Grâce aux reventes et à la restructuration, la dette nette de WPP est passée de 4,9 milliards de livres à 700 millions de livres en moins de trois ans. Selon certains experts, cette dette était plutôt élevée, mais pas forcément insurmontable. Ces reventes n'ont-elles pas été excessives ou trop rapides ?

De quels experts parlez-vous ? Je me félicite d'avoir pu faire face à cette pandémie après avoir pris les mesures nécessaires pour réduire notre dette. La pandémie a démontré toute l'importance de la résilience financière. Nous avons atteint notre cible de ratio d'endettement et nous avons maintenant une réelle puissance de feu pour investir à la fois de façon organique et par acquisition. Nous avons d'ailleurs acheté la société Velvet Consulting l'an dernier en France, et nous avons beaucoup d'options pour investir dans l'entreprise.



Quelles sont les prochaines grandes décisions ?

Pour 2021, la priorité est de continuer à transformer la société. Le processus de transformation ne s'arrête jamais, étant donné le rythme des changements technologiques. Nous allons appuyer sur l'e-commerce, sur la télévision connectée, sur la data et la technologie, et sur les nouveaux talents créatifs et stratégiques. Ces développements sont pertinents pour nos clients, qui savent l'importance de construire des marques, de communiquer leurs visions, et qui ont besoin de partenaires de confiance pour naviguer dans un monde digital qui se transforme de façon extrêmement rapide. Un groupe comme WPP a la capacité pour les aider à atteindre leurs objectifs. Nous travaillons avec 74 de nos 100 plus gros clients sur des initiatives e-commerce. Nous avons notamment bâti une relation solide avec WBA (Walgreens Boots Alliance), pour les aider à utiliser leurs données pour conduire une personnalisation massive. Nous avons beaucoup de succès dans notre activité média, avec GroupM, qui est leader en France, une chose que je n'aurais jamais pensé possible de mon vivant.

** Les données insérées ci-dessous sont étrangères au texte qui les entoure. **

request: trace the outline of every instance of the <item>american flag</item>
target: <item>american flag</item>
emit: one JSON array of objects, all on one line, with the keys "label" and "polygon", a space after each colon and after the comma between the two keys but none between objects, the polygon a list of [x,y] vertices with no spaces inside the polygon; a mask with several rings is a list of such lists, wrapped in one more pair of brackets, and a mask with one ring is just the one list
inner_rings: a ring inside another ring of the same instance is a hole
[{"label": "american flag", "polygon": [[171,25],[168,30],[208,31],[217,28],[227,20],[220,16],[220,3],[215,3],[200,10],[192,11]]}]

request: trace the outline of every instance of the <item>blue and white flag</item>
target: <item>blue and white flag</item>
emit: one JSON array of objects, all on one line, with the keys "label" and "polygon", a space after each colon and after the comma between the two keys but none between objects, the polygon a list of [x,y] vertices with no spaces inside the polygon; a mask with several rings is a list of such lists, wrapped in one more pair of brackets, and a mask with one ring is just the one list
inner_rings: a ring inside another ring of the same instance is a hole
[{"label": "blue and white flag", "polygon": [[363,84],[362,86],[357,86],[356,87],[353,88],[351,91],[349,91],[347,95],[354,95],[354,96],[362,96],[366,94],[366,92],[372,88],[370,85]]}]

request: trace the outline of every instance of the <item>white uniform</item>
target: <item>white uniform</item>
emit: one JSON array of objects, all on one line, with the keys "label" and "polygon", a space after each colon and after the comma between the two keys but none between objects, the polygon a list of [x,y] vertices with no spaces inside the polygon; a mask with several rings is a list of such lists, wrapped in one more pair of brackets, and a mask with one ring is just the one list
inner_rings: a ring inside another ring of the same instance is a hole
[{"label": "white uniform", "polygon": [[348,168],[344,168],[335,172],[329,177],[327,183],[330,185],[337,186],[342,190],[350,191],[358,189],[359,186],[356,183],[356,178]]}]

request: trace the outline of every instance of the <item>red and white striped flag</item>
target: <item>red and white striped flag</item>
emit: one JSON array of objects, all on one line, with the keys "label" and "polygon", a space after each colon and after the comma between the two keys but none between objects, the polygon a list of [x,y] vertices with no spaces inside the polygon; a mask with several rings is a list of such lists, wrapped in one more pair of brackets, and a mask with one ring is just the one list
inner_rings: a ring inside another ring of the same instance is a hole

Nous venons juste de gagner le contrat avec Total, en France, et nous pouvons anticiper une forte croissance.

Pour résumer, notre devons continuer de réinventer la société pour réinvestir à la fois dans les compétences créatives traditionnelles et dans la stratégie, et dans les nouvelles capacités offerte par la data et la technologie.

 

Pouvez-vous nous en dire plus sur votre nouvelle entité, Choreograph, et son approche de data «éthique» ?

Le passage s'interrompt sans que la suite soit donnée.